First published in e-Competitions Bulletin June 2009-1
On 29 April 2009, the Paris Court of Appeal dismissed for the second time the appeal of Philips and Sony against a decision of the Competition Council in 2005 condemning an agreement between the two companies and their respective distributors. In so doing, the Court of Appeal expressed its opposition to the judges of the French Supreme Court concerning the delicate matter of the admissibility of evidence obtained without the knowledge of the companies under investigation.
In its decision No. 05-D-66, the French Competition Authority accepted as evidence, audio recordings produced by the claimant of conversations with representatives of suppliers and wholesalers, accompanied by their transcripts.
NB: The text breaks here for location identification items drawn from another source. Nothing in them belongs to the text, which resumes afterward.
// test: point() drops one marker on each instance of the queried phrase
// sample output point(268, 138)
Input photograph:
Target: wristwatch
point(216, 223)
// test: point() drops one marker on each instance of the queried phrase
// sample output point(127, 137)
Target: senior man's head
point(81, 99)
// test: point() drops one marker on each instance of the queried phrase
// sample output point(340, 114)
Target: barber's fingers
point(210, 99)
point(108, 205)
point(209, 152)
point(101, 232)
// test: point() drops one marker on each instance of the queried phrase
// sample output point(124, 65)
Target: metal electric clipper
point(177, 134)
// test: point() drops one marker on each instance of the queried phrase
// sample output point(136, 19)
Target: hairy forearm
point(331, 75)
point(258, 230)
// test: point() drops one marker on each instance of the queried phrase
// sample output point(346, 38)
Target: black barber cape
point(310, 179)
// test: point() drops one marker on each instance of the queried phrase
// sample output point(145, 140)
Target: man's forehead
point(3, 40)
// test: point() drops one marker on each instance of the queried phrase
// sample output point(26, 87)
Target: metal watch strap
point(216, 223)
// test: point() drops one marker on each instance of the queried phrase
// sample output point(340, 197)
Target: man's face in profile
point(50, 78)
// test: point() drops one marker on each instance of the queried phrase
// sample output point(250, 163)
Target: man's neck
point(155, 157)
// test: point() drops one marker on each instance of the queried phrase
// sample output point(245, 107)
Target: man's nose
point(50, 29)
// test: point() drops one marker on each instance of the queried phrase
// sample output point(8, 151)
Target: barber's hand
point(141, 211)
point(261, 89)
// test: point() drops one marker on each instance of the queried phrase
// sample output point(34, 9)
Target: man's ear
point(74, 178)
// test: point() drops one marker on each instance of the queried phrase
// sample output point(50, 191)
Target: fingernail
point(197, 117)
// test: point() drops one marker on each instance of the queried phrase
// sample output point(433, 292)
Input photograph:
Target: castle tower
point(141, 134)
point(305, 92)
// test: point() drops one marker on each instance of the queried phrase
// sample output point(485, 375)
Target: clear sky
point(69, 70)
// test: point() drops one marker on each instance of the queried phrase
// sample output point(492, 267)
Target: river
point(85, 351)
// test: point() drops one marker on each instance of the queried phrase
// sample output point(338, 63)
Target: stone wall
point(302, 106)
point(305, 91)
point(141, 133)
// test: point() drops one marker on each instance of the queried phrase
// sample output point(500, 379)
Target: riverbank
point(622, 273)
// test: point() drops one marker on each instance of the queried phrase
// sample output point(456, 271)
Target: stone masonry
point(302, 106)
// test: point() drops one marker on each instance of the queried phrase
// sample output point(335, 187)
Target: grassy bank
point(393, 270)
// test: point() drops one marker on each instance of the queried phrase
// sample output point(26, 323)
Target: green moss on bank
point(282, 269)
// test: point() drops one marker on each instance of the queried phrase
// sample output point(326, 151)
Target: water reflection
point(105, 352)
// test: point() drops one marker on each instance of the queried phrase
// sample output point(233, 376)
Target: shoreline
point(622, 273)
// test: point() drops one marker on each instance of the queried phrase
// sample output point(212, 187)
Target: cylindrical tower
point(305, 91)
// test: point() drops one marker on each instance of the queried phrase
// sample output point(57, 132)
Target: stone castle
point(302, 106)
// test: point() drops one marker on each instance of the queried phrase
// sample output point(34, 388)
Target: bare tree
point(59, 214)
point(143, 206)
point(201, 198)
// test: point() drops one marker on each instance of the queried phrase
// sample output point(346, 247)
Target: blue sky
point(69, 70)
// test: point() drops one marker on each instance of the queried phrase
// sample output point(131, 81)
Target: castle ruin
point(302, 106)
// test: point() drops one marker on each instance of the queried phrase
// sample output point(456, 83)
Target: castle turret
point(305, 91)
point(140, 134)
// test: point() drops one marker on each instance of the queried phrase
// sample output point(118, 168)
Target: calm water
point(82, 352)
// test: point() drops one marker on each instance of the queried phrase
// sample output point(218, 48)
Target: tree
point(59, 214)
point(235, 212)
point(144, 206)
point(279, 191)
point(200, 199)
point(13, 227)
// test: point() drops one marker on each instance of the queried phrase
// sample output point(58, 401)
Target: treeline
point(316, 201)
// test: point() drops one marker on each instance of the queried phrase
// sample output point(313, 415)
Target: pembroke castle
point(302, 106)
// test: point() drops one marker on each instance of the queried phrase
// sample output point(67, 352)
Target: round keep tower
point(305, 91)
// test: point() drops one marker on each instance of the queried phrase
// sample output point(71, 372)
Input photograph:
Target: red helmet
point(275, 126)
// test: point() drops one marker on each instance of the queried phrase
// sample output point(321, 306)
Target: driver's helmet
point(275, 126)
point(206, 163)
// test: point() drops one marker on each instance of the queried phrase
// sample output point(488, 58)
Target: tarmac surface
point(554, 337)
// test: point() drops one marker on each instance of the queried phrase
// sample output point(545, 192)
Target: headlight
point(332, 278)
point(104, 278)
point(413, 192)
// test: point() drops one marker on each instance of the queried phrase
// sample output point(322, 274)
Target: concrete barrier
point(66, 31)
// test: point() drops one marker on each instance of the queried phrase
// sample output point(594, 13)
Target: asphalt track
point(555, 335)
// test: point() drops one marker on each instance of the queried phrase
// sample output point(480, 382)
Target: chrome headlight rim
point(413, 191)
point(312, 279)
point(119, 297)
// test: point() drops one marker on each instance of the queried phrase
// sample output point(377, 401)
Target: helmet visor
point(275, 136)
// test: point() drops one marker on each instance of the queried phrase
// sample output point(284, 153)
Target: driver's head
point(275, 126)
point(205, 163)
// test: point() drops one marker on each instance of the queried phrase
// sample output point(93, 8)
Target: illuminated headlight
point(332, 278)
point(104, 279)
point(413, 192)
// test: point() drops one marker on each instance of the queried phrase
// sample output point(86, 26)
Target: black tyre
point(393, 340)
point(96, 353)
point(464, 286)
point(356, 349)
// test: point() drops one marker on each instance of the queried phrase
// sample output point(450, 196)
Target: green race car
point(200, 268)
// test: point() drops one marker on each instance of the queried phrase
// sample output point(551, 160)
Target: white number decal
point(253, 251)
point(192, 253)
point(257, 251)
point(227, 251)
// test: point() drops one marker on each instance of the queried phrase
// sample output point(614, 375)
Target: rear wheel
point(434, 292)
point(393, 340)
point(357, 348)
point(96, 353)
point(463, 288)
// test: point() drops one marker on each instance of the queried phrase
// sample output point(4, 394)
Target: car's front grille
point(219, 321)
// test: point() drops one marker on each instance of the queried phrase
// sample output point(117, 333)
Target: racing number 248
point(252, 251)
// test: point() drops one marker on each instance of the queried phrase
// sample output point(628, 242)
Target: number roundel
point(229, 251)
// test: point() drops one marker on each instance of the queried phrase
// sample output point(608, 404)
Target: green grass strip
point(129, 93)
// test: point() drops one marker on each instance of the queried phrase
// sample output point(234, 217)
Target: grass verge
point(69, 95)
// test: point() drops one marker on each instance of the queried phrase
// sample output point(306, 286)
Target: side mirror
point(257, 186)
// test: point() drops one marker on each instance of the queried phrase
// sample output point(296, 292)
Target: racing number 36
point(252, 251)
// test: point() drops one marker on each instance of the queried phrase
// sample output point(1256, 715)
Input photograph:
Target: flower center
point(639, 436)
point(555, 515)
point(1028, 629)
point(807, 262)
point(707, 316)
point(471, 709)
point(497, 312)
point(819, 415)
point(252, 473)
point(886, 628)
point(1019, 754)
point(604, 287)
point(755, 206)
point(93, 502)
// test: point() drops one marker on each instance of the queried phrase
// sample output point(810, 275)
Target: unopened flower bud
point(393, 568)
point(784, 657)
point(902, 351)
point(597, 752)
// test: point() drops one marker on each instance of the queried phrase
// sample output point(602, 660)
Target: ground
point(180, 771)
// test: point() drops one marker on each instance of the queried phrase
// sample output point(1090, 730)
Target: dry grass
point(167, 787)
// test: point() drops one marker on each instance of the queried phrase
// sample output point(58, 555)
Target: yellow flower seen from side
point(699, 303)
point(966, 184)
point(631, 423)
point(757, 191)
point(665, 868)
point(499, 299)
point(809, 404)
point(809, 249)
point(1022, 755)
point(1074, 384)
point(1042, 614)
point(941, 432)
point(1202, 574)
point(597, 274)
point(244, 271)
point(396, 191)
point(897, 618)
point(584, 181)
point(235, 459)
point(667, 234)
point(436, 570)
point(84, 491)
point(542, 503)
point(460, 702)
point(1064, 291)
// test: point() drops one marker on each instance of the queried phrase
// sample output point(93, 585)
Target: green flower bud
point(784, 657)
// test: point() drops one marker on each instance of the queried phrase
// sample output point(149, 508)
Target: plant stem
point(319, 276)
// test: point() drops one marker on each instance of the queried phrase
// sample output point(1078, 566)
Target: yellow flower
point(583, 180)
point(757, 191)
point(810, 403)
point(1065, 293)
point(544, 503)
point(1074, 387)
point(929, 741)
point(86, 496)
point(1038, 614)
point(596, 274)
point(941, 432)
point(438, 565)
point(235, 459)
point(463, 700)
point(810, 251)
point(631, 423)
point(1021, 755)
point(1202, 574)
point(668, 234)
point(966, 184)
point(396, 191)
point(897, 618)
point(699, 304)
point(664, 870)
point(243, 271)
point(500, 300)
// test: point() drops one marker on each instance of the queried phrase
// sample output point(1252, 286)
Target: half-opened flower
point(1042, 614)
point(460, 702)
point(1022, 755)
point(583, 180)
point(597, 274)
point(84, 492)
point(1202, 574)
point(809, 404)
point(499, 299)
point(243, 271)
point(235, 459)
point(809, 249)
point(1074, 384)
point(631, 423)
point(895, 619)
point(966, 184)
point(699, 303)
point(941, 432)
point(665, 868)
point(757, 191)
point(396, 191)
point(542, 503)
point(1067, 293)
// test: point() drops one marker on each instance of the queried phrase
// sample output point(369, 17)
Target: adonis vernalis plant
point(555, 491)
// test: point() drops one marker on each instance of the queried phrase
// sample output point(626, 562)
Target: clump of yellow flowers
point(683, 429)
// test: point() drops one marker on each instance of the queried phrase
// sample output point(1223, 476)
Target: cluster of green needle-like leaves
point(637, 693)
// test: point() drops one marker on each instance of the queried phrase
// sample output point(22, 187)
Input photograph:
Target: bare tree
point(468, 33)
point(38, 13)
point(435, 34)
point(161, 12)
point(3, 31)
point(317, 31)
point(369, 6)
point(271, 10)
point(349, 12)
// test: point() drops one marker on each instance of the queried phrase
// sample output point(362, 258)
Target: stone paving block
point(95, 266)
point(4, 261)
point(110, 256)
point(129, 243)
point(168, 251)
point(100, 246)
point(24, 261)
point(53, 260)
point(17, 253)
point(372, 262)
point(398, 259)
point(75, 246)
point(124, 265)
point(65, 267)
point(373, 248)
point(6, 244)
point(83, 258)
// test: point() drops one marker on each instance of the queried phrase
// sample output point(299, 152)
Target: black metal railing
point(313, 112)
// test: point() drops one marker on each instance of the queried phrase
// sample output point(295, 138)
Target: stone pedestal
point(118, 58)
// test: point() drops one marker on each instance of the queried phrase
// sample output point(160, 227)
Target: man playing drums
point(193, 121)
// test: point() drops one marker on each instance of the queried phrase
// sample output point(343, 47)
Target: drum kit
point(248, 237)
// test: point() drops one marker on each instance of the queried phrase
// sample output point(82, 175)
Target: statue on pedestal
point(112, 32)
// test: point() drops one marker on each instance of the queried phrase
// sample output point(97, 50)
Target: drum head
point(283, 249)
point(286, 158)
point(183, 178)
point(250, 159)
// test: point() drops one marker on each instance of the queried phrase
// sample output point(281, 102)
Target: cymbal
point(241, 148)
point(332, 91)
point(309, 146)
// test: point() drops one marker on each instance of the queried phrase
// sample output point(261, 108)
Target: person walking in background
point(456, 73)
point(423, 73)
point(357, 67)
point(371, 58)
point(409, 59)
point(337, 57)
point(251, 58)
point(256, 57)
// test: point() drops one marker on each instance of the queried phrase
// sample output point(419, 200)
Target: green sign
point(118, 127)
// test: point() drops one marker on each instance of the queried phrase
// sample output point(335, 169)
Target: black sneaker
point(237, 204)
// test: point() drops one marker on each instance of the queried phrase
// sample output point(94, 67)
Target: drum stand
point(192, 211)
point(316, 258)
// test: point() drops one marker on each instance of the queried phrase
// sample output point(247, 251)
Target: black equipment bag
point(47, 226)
Philips and Sony lodged an appeal against the decision, arguing, inter alia, that the recordings had been made without the knowledge of the authors. The Paris Court of Appeal upheld the decision of the Council on 19 June 2007. The Commercial Chamber of the French Supreme Court, however, pronounced its opposition to this procedure, arguing that the recording of a telephone conversation made by a party without the other knowing it, is an unfair practice and an inadmissible piece of evidence insofar as it is contrary to Article 6 § 1 of the ECHR. By a decision dated 2 June 2008, the Supreme Court annulled the first decision of the Paris Court of Appeal and ordered the case to be remitted to the same, though differently composed, Court in order to re-judge the case on its merits.
What is unusual about this case is the fact that in its second ruling the Court of Appeal maintained its initial position and did not follow the Supreme Court’s interpretation of the right to a fair trial guaranteed by Article 6 § 1 of the ECHR. According to the Court of Appeal, the European Court of Human Rights case law on Article 6 § 1 entitles adversely affected parties to be informed of all the evidence, to submit a complete statement of their objections and to make known their own views. Article 6 § 1, however, merely requires that the procedure guarantees a fair trial and it does not apply to the admissibility of the evidence, which remains a matter governed by national law.
The Court of Appeal then mentioned that in the absence of specific rules of evidence, violations of Articles 81 and 82 EC can be established by any means admissible under the laws of Member States. In order to apply this reasoning in the case of national French law, the Court evoked the difference between the objectives pursued by the provisions of the Civil Procedure Code and the nature of the procedure followed by the French Competition Authority. The Competition Authority’s mission is to ensure the economic protection of consumers and it has the power to impose criminal penalties in the exercise of this mission. Consequently, the provisions of the Civil Procedure Code do not apply to its conduct and the Authority enjoys procedural autonomy.
The admissibility of a piece of evidence must therefore, according to the Court of Appeal, be assessed in relation to the objectives pursued and the rights of parties against whom the evidence is brought. Evidence obtained illegally should be disallowed only if it specifically violates the right to a fair trial, the adversarial principle or the rights of defence of those against whom the evidence is brought.
However, in the present case, the Court of Appeal underlined that those whose words were secretly recorded did not protest for reasons of undue process of law, nor did they express any doubts as to the authenticity of the records or contest the content of the recorded conversations. They did not even deny what they said, nor did they imply that they would have said different things if they had been aware that their conversations were being recorded. On the contrary, the persons in question confirmed and clarified the recorded evidence by providing additional evidence. Furthermore, all the recorded discussions related to professional topics, without any reference to privacy.
Interestingly, the Court also pointed out that the principle that guarantees every person the right against self-incrimination is not applicable to companies where the words recorded are not those of their representatives.
In addition to this, since the parties were aware of the evidence in question and were able to make known their views on both the form and the content of this evidence in the context of an adversarial procedure, they can not establish any specific violation of the right to a fair trial, the adversarial principle or the rights of defence.
The Court of Appeal has confirmed the Authority’s decision not to disallow the recordings in question purely on the basis that they were obtained illegally and has ruled that they are admissible because they were examined in the context of an adversarial procedure. It also established the fact that the Authority is the sole body competent to assess the recordings’ probative value. Although the recordings were produced by the claimant and not by the investigators or the court reporter, the Authority’s mission of ensuring consumers’ economic protection justifies their admissibility.
Moreover, according to the Paris Court of Appeal, the particular context of cartels should justify the admissibility of audio recordings obtained without the knowledge of the person being recorded. In cartel cases, victims usually do not have the economic power and market knowledge of their trading partners. Thus, the use of evidence obtained illegally is not disproportionate to the pursued goal, particularly when it comes to proving a practice which is itself illegal.
The Court of Appeal therefore rejected the Supreme Court’s interpretation of Article 6 § 1 ECHR, maintaining a position sensitive to the situation of victims of anti-competitive practices.